Supported by multiple positive factors recently, China's gasoline prices have gradually increased
After entering the third quarter, as international oil prices rose, China's gasoline prices gradually rose. As of August 7, China's 92 #gasoline price index was 9232.15, an increase of 443.10 from the beginning of July; China's 95 #gasoline price index was 9545.35, an increase of 445.33 from the beginning of July. Both the 92 #gasoline index and the 95 #gasoline index were raised, and the price difference between the 92 #gasoline index and the 95 #gasoline index was 313.20.
In terms of cost: international crude oil began to fluctuate and rise in mid-June and continues to this day. In July, Saudi Arabia's daily crude oil output decreased by 860,000 barrels, and OPEC+ crude oil daily output was 27.34 million barrels, the lowest level in nearly four years; Russian maritime shipments fell overnight to a half-year low, and crude oil supply continued to show a tight situation. The recent OPEC+ meeting did not make further production cuts but supported the decision of Saudi Arabia and Russia to extend production cuts again until September. In addition, the United States is still in the peak season for traditional fuel demand in summer, and whether the end will come early requires more attention. As of last Friday, WTI crude oil closed at US$82.82/barrel, up US$13.03/barrel from the beginning of July. Brent crude oil closed at US$86.24/barrel, up US$11.59/barrel from early July.
In terms of supply: Recently, the operating rate of the main units has fluctuated and increased, the number of refineries overhauls has been relatively small, and the main comprehensive refining profit has increased to 997.41 yuan/ton for one consecutive month; in August, only Daqing Refining and Lanzhou Petrochemical were overhauled, and Lanzhou Petrochemical is expected to complete the maintenance before mid-year, resulting in less loss of production capacity involved in maintenance. Independent refineries started construction in July, first improved and then fluctuated. In August, Lijin Refining and Chemical, Liaoning Baolai and Qicheng Petrochemical had maintenance plans, and Fengqiao Petrochemical, Wudi Xinyue and Dalian Jinyuan started construction one after another. Overall, there is still room for improvement in the operating load of Chinese refineries, and the supply of spot gasoline resources is relatively abundant.
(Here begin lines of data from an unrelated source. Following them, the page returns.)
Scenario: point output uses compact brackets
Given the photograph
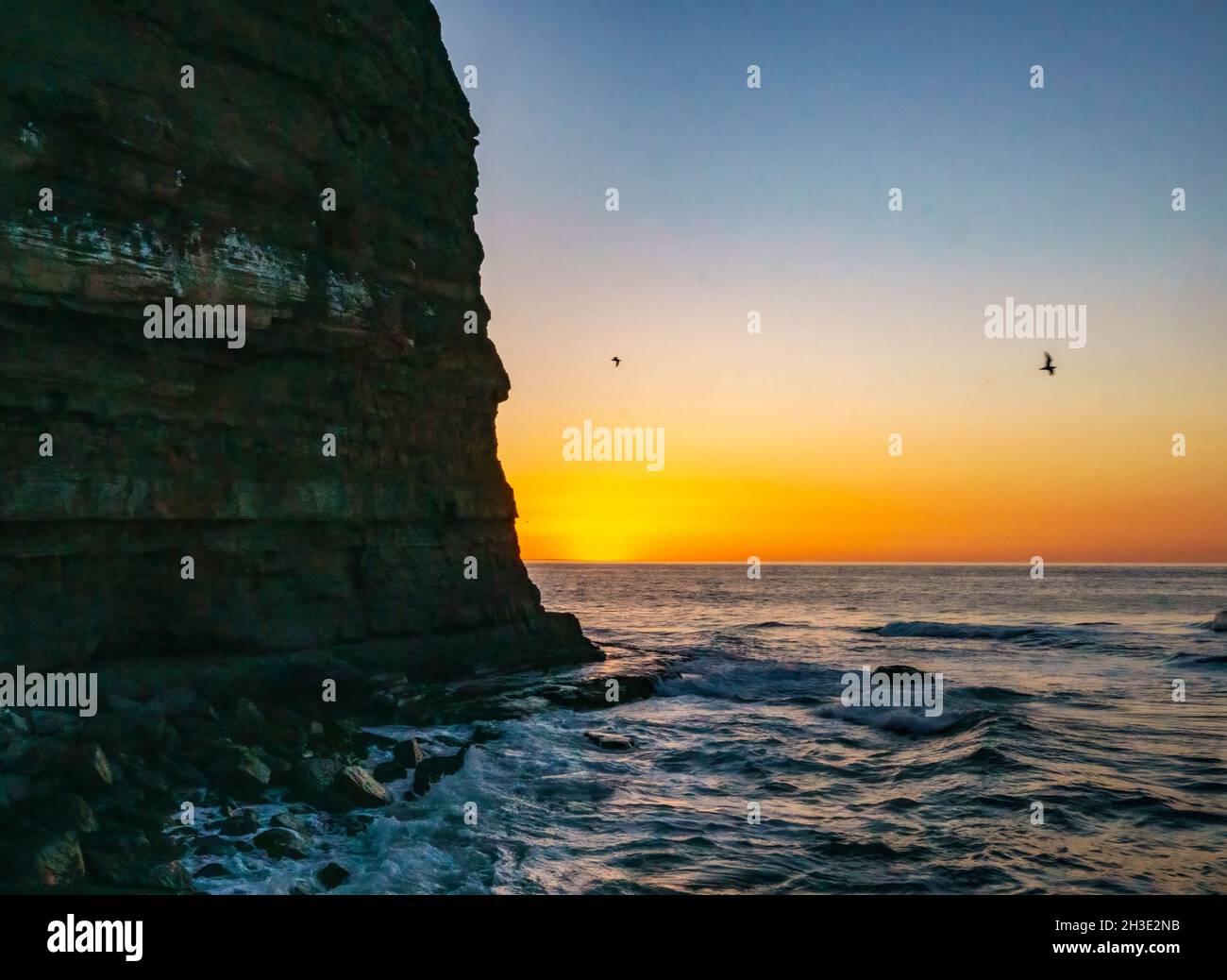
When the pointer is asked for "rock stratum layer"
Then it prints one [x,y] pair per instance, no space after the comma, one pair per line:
[355,318]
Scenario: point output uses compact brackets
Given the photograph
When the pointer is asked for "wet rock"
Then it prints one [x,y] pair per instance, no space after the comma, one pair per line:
[213,845]
[290,821]
[248,722]
[62,812]
[331,876]
[249,776]
[184,702]
[351,824]
[485,732]
[361,788]
[434,768]
[408,753]
[138,870]
[610,741]
[313,776]
[56,722]
[16,787]
[241,824]
[60,862]
[391,771]
[277,841]
[94,769]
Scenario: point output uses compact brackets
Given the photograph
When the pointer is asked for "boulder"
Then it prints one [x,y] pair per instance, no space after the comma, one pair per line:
[360,787]
[409,753]
[610,741]
[314,775]
[249,776]
[331,876]
[391,771]
[59,862]
[277,841]
[434,768]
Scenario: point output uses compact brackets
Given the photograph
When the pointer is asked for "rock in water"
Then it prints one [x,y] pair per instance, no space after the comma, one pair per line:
[434,768]
[314,427]
[361,788]
[331,876]
[409,753]
[610,741]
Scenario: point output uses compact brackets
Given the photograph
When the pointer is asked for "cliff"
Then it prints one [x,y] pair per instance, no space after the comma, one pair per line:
[191,152]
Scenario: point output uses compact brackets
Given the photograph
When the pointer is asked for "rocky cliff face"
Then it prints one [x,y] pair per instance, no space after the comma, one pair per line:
[191,151]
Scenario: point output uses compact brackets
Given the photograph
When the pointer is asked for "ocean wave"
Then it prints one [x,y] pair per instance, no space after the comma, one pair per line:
[951,630]
[1188,656]
[900,719]
[999,694]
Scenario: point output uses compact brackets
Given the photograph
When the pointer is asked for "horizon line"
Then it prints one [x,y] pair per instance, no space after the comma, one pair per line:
[808,562]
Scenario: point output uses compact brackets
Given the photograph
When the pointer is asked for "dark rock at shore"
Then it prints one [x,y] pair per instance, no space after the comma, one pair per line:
[409,753]
[278,841]
[610,741]
[311,567]
[213,845]
[361,788]
[391,771]
[248,776]
[241,824]
[59,861]
[313,776]
[483,732]
[290,821]
[434,768]
[355,328]
[331,876]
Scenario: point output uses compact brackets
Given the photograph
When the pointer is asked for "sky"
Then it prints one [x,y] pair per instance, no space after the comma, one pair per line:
[872,321]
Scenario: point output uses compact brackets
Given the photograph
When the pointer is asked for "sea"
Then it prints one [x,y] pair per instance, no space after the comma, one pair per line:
[1081,746]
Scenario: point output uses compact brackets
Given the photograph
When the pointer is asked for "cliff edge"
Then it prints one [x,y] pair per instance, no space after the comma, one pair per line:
[246,397]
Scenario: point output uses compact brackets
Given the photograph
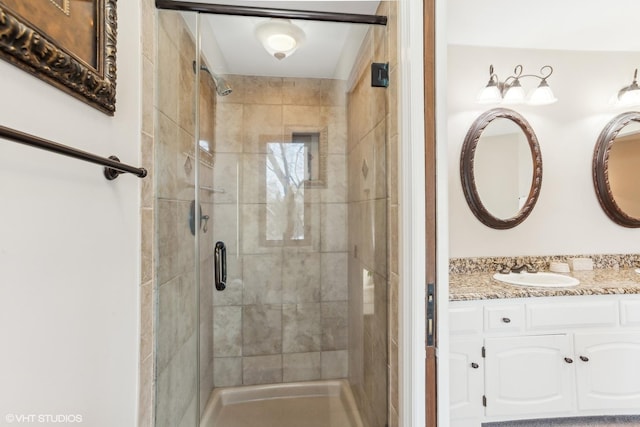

In terms of exports: foreign gasoline demand is good, and gasoline prices in Singapore have increased a lot. China's gasoline export arbitrage window began to open in mid-to-late June. As of last Friday, the profit from China's gasoline exports to Singapore was 183 yuan/ton (South China Port for example); in July, the average monthly gasoline export arbitrage was 668 yuan/ton, a month-on-month increase of 360 yuan/ton (East China Liquidation Price Benchmark). Export arbitrage is opening up and expanding, and export entities are more enthusiastic about exporting. In addition, the completion rate of the two batches of export quotas in the first half of the year was 72.43%. If the third export quota quantity is issued as scheduled in August, it will not rule out the possibility of exporting entities increasing their exports.
In addition, China's summer fuel consumption demand for vehicle air conditioners is better combined with summer travel data, and China's gasoline demand is relatively stable. As the "Golden September and Silver 10" stage approaches, the overall trading atmosphere in the market is fully exaggerated and there is a need for stocking. Judging from the price adjustment mechanism of refined oil products, it is clear that the retail price limit of refined oil products will increase for four consecutive years, and the news will guide the situation in the positive direction. In addition, the main units and local refineries have a strong mentality of supporting prices recently. To sum up, China's gasoline market may still increase.